Jail for Colne car thief who injured footballer

Jail for Colne car thief who injured footballer

Jail for Colne car thief who injured footballer

First published in News Burnley and Pendle Citizen: Photograph of the Author by , Crime reporter

A DRUNK speeding car thief who mowed down a young footballer and smashed his leg in two places has been jailed for 36 weeks.

Lee Phillips, 23, had tricked a friend so he could take his keys and use his high-powered Volkswagen Golf GTi.

He then set off in the early hours, overtaking on the wrong side of the road in built-up areas, going 30mph over the speed limit, shooting through red traffic lights and then travelling at more than 50mph in the 20mph Colne town centre.

He smashed into a parked taxi and three police officers were so frightened for their safety as he continued to hurtle towards them, they had had to run away to avoid being struck.

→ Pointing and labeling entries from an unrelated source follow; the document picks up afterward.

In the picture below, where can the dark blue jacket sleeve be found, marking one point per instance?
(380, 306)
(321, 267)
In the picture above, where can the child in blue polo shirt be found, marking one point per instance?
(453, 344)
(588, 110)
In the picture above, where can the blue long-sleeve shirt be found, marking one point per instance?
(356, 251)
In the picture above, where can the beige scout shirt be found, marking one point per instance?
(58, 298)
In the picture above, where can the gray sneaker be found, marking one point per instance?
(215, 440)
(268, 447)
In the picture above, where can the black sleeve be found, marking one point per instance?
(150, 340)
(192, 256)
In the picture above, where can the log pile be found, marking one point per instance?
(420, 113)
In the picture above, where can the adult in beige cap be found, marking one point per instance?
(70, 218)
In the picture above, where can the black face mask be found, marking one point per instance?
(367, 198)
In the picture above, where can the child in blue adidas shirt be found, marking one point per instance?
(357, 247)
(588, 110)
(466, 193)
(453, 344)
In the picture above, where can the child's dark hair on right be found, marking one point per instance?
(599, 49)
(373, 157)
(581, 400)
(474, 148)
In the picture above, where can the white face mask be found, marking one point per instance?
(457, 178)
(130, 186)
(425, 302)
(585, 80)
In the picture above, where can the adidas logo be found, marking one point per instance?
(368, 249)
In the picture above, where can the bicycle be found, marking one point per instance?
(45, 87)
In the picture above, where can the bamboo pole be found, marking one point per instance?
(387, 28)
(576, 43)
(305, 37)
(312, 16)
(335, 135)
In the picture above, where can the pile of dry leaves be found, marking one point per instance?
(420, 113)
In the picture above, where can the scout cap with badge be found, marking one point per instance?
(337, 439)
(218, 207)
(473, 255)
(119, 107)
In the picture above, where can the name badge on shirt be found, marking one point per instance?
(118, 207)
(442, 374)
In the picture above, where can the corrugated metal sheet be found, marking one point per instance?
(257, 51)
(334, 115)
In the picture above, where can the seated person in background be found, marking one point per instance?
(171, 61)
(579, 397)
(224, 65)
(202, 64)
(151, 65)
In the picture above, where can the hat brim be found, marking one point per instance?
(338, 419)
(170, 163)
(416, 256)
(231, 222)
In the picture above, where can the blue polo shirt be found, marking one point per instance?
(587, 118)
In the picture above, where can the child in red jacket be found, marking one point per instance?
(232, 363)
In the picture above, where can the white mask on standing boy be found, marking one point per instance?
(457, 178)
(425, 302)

Burnley Crown Court was told how Phillips, who was three times the legal limit, had then veered to the right and hit pedestrian Andrew Clark, throwing him into the air before he landed on the ground.

Mr Clark, who plays football for two teams, suffered a double break of his leg and also a head injury which led to amnesia.

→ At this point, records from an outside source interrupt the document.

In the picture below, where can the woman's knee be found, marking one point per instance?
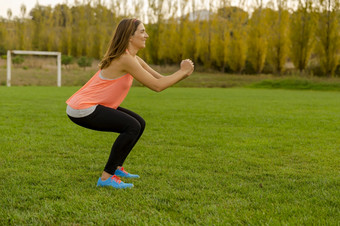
(134, 128)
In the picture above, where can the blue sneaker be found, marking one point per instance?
(122, 173)
(113, 181)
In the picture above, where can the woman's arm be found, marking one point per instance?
(133, 67)
(148, 68)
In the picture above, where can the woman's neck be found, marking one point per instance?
(132, 51)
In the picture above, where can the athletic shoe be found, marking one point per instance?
(122, 173)
(113, 181)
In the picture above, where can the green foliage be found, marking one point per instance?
(84, 62)
(261, 157)
(18, 60)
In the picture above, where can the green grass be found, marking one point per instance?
(207, 157)
(298, 83)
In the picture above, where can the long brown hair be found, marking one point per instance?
(120, 41)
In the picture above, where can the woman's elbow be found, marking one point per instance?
(157, 88)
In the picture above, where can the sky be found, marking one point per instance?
(15, 5)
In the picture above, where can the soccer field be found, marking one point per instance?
(207, 156)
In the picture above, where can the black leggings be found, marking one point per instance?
(120, 120)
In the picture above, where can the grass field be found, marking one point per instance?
(207, 157)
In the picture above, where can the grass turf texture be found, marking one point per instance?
(208, 156)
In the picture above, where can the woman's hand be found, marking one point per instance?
(187, 66)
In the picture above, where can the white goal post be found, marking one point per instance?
(9, 62)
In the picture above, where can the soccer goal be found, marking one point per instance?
(24, 52)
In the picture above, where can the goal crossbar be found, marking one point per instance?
(25, 52)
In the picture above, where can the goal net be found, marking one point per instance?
(24, 52)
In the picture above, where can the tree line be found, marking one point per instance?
(224, 37)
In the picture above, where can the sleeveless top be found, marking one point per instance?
(98, 90)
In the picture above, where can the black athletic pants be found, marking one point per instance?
(120, 120)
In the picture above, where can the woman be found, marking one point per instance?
(96, 104)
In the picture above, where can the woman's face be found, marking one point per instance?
(139, 37)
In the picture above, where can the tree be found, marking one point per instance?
(84, 62)
(237, 20)
(257, 39)
(303, 24)
(328, 36)
(278, 37)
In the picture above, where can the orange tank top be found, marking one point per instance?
(106, 92)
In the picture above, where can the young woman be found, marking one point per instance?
(96, 105)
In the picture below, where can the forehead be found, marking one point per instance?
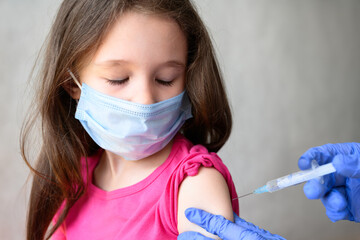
(142, 38)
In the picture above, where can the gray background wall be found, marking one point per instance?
(292, 71)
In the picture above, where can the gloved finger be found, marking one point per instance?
(253, 231)
(336, 205)
(215, 224)
(192, 236)
(348, 165)
(321, 154)
(335, 200)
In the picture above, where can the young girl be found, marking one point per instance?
(132, 109)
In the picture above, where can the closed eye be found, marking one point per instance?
(165, 83)
(117, 82)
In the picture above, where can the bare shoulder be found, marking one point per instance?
(208, 191)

The crash in the early hours of January 25 was caught on CCTV.

Phillips has 34 offences, including drink-related crimes, on his record and started breaking the law when he was 15.

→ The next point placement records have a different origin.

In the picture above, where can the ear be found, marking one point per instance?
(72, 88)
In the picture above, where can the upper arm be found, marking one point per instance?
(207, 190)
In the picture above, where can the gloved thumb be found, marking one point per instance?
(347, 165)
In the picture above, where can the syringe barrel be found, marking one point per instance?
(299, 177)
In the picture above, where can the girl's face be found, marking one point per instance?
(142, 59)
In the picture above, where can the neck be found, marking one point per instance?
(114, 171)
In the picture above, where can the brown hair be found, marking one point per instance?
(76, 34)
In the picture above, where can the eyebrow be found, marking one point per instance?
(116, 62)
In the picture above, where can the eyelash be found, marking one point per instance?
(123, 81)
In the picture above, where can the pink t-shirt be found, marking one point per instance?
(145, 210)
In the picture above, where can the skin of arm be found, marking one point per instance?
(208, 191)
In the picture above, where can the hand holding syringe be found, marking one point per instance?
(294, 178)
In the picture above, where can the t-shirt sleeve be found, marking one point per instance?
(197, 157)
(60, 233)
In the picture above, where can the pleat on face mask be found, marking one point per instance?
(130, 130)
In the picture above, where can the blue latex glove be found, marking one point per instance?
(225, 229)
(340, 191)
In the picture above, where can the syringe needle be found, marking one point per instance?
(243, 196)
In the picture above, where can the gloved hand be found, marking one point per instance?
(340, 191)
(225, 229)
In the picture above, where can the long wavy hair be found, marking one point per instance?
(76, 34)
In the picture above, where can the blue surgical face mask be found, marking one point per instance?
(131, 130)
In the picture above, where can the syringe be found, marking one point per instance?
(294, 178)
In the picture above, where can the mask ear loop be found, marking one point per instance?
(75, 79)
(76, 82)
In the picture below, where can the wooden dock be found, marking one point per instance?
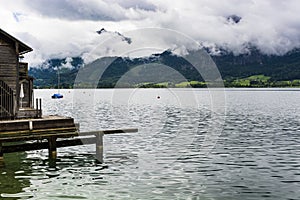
(49, 132)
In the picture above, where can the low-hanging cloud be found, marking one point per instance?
(66, 28)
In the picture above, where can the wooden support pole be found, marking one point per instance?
(99, 147)
(52, 147)
(1, 151)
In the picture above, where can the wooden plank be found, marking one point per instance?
(44, 145)
(110, 131)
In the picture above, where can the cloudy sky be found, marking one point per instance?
(66, 28)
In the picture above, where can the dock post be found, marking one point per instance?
(99, 146)
(1, 152)
(52, 148)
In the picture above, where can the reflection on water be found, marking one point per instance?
(257, 156)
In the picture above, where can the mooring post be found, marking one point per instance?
(99, 146)
(52, 147)
(1, 151)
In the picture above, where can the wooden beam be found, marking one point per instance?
(45, 145)
(111, 131)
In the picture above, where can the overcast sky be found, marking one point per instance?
(65, 28)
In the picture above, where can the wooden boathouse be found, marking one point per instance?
(21, 122)
(16, 86)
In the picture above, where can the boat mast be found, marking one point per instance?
(58, 79)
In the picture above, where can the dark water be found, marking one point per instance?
(249, 149)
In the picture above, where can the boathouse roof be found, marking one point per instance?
(23, 48)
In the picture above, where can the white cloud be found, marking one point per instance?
(66, 28)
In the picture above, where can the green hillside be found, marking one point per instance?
(247, 70)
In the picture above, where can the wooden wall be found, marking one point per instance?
(8, 65)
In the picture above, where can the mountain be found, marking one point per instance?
(252, 69)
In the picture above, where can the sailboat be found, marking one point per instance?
(57, 95)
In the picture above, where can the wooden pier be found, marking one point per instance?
(22, 126)
(50, 132)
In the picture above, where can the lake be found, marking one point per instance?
(192, 144)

He had admitted dangerous driving, aggravated vehicle taking, driving with excess alcohol, no insurance and no licence.

The defendant, of Kenilworth Drive, Earby, who had been committed for sentence by magistrates, was banned for two years and must take an extended test.

Lisa Worsley, prosecuting, said Mr Clark had been out in town having a few drinks.

“He recalled nothing from the point he decided to go to a pub and waking up on the ground with police and friends gathered around him.

“He remembered pain in his left leg.

“He had suffered breaks to his tibia and fibula, had metal fixings placed in his leg and had a long period of immobilisation.

In at statement, Mr Clark, who described himself as very sporty and said he was studying sport at college, had fallen behind with his course work and would not be able to play football for a long time.

Nick Dearing, for Phillips, said custody would do very little to rehabilitate and reform him.

Recorder Nigel Grundy told Phillips his driving had a ‘catalogue of aggravating features’.